What is the specific definition of "local agent"

Hi guys, I’m trying to use consul.

The term local agent / local consul agentlocal state comes up a lot in the documentation, like anti-entropy/agent/service

I would like to know what it means exactly, is it a generic term for all agents in the current datacenter, or is it a single agent that is currently being accessed? What exactly is the range that 'local' refers to?

For example, /agent/service is used to interact with the services of the “local consul agent”, while /catalog can interact with all services, and it can also cross data centers.

So can agent/service interact with all services in the current datacenter, or can it only interact with services registered to the currently connected agent node?

Sorry, I’m still using dev mode and not using clusters yet, so I can’t try reasoning on multiple agents for now. I’d like to hear the official definition, but I can’t find it in the glossary or other documentation.

In a traditional VM-based or bare metal hosting environment, each machine runs a Consul agent.

Each service registers with the Consul agent local to the machine it is running on. When you see “local agent”, it’s a reference to that pattern.

Each agent is responsible for syncing information about the services which have registered with it - locally - back into the overall cluster catalog of services - and making sure that stays up to date - that’s what anti-entropy refers to.

The /agent/ HTTP APIs are the ones that are used for interactions between services and their local agents - distinct from the rest of the HTTP APIs, which are mostly only used on Consul servers (servers being specific agents which play an additional role in managing the overall datacenter cluster state).

1 Like

Hi @maxb , Thank you for your reply.

I think I have a general understanding of: The /agent/service API, strictly speaking, can only interact with services that are registered to this Agent. In the usual deployment structure, these services are the services on the machine where the Agent is located.

I have a few more questions and thoughts. To describe them clearly, I will divide them into three parts:
(English is not my native language, so please understand any reading difficulties this may cause for you. Thank you very much for reading and I hope to hear back from you!)

1. Confirmation of a question

I would like to confirm a question:
Suppose I have two services and two client agents running on two cloud hosts. I have written code in each service to register itself and discover the service, and these codes connect to the client agent on the respective machine.

So: should the code for discovering services be implemented using the /catalog API? Because if /agent/service is used, each service will only be able to query itself?

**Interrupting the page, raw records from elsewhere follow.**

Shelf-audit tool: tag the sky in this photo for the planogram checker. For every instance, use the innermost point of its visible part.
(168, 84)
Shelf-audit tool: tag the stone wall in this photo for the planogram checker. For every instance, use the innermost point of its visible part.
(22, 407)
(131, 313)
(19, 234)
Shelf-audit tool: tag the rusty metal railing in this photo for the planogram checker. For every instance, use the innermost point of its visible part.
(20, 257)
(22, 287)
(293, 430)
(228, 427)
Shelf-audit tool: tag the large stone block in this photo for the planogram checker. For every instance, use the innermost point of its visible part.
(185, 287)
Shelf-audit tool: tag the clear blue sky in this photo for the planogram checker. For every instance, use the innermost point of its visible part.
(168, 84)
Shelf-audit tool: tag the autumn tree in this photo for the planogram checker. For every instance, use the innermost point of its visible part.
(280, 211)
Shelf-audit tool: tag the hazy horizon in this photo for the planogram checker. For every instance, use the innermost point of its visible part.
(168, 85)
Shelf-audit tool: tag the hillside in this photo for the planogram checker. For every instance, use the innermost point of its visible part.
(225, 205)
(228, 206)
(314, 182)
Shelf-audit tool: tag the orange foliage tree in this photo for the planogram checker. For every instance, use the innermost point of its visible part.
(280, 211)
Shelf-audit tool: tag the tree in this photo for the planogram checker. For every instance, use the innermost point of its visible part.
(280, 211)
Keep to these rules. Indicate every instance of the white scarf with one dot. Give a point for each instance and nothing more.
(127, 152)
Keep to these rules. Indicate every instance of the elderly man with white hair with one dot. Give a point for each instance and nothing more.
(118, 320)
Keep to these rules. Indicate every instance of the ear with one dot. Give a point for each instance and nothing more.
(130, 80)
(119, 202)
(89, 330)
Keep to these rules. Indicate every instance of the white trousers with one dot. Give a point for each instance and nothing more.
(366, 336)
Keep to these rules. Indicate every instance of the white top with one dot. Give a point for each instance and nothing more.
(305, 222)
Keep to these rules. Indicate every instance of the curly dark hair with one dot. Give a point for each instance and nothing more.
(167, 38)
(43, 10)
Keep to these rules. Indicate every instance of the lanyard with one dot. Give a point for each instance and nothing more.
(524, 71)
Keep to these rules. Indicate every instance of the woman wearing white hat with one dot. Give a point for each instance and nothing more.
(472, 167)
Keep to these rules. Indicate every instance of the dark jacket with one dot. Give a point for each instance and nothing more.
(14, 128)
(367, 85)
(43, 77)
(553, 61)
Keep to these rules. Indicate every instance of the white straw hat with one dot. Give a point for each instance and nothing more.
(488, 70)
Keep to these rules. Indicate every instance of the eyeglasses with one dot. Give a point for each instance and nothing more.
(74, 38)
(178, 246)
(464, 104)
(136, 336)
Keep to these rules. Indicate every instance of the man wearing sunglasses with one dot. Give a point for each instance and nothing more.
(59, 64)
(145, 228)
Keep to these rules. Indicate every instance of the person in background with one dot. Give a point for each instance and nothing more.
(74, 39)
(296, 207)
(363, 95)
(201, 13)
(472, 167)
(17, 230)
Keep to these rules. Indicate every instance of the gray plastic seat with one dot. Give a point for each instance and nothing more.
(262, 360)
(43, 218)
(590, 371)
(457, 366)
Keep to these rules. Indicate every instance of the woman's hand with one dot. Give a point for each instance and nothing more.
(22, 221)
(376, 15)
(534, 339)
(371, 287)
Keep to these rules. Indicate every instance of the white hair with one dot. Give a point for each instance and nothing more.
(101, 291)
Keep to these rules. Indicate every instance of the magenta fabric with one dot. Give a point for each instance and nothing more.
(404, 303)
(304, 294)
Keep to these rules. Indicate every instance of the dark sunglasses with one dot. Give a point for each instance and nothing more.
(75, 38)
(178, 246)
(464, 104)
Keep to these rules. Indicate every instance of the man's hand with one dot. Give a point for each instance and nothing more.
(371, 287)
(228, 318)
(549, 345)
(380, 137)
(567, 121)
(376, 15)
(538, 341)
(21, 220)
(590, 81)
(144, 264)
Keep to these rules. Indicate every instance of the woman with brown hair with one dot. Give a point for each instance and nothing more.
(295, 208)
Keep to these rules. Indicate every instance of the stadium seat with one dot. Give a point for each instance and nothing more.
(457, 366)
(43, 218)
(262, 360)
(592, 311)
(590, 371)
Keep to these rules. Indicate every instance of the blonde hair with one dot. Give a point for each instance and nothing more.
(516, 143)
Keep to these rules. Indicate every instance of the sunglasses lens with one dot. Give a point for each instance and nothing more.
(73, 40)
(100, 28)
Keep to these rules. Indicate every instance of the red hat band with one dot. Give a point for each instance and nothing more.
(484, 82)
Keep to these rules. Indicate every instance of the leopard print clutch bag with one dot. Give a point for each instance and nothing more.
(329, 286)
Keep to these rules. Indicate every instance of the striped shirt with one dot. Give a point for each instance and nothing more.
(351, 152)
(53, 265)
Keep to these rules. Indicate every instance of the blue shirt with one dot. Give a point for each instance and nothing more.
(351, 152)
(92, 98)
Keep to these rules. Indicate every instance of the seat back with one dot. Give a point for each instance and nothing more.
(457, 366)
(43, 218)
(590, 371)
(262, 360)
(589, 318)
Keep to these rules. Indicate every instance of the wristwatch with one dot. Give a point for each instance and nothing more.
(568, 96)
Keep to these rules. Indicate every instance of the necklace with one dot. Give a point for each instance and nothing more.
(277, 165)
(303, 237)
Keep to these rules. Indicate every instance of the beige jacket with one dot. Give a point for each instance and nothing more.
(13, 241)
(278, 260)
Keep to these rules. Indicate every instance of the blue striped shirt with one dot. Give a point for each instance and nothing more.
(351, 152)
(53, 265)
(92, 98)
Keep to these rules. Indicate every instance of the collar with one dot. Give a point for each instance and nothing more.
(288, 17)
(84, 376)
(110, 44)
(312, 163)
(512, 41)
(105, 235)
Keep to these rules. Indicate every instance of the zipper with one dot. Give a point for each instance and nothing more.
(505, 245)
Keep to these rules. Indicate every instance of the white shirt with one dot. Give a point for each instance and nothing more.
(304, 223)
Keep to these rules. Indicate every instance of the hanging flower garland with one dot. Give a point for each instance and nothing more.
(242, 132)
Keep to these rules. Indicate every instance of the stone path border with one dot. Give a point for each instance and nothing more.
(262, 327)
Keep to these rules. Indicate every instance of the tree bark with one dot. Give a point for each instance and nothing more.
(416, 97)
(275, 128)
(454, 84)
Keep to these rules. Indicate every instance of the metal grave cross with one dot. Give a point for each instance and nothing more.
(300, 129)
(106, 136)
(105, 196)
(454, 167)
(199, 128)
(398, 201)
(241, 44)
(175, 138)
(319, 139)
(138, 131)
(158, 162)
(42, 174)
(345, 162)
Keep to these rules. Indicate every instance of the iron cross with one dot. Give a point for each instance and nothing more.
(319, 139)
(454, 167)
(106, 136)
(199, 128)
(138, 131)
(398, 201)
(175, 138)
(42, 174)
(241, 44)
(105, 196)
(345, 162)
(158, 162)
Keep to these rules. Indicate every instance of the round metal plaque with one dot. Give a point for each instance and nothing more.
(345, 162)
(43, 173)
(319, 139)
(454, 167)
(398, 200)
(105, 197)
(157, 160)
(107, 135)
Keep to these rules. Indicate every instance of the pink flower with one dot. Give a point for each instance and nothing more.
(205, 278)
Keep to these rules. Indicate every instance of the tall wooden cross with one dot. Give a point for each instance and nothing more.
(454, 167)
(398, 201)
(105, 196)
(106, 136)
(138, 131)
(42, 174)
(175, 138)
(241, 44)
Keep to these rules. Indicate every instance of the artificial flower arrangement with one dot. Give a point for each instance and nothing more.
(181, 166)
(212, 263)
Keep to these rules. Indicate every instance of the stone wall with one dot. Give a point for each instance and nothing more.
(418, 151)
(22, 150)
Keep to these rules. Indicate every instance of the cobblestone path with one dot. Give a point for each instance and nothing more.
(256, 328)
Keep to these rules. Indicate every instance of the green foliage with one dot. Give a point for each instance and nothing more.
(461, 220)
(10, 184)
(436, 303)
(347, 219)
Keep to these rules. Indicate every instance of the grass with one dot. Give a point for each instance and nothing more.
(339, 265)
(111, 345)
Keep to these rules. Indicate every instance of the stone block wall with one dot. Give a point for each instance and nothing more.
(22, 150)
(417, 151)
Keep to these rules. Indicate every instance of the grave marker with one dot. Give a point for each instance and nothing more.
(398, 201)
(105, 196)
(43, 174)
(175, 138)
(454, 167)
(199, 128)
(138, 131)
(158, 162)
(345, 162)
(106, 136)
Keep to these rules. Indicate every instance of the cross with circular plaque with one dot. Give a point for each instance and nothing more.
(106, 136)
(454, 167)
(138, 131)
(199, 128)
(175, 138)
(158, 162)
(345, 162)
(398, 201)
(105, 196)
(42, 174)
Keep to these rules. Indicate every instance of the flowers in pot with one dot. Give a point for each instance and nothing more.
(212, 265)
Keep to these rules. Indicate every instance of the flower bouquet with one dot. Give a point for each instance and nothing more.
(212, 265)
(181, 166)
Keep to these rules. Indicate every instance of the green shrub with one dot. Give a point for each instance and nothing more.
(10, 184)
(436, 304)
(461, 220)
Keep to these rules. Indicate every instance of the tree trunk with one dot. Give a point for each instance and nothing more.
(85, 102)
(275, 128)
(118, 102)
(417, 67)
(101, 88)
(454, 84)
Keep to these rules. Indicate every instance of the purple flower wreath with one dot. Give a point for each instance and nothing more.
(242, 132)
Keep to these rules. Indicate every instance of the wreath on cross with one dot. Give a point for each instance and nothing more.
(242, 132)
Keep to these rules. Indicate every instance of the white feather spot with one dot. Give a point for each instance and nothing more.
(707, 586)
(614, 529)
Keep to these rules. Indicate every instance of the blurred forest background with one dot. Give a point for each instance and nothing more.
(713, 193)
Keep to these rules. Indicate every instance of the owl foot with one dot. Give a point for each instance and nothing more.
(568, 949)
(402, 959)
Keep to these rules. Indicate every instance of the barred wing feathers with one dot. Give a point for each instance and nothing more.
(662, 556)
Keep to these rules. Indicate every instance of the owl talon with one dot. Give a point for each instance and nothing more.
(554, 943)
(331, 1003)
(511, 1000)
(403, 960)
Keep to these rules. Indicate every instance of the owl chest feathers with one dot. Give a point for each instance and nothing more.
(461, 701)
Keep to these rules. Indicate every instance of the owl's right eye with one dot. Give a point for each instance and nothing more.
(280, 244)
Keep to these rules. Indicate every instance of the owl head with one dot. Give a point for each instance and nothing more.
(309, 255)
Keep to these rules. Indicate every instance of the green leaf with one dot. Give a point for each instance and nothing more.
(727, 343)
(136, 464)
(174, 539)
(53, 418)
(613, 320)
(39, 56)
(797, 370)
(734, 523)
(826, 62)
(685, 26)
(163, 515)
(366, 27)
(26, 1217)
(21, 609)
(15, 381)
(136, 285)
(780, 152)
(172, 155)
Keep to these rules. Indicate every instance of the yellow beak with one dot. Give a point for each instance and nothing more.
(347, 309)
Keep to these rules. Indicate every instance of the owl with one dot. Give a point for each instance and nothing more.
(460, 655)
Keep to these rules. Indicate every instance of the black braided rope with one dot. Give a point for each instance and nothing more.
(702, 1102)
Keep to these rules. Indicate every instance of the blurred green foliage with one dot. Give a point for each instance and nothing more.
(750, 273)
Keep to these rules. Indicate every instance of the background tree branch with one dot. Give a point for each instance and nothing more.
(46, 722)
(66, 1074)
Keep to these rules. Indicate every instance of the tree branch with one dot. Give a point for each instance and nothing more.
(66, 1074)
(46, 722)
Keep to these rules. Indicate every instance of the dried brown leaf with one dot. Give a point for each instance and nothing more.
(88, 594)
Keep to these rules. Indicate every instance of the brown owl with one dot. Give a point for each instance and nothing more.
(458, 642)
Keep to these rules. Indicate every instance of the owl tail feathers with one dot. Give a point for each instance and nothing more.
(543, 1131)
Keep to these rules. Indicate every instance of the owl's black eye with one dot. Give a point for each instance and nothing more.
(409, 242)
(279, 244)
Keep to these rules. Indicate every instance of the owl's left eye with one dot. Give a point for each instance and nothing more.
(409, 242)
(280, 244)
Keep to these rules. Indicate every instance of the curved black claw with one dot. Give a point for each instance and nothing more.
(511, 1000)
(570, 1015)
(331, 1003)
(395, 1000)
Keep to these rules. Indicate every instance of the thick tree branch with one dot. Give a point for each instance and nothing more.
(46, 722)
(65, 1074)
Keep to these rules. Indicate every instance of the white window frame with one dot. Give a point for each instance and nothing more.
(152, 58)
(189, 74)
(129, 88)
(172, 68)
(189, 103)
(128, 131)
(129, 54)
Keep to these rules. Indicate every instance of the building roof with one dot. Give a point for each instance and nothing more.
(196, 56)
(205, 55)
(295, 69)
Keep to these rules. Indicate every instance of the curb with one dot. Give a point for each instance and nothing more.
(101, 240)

2. If the above question exists, thoughts arising

If so, /agent/service seems a bit hard to use because the code is coupled to where the service is deployed – the service you want to discover using the /agent/service API must be deployed locally.

So, is it common to use the /catalog API to discover services? Because that’s how I can guarantee that I can always look up the service I need.

In terms of pure experience, I think /agent/service + /agent/health/service/id works better than /catalog + /health. Because the latter two both return arrays of service instances, /health cannot be queried by id.

Am I right in thinking this way?

3. About the deployment of client agent

In the first sentence of your reply, you mentioned that a consul agent is usually deployed for each machine (I think you mean client agent)

I found a description in this document: “In a typical deployment, you must run client agents on every compute node in your datacenter”
May I ask if the “compute node” mentioned here refers to a single machine?

You are right in thinking that the /agent APIs give you a view of only that one agent.

The /catalog APIs give you a view of the whole datacenter.

However for discovering services, the /query APIs are the usual approach. This gives you automatic exclusion of unhealthy services, and the ability to query for services in other datacenters if desired.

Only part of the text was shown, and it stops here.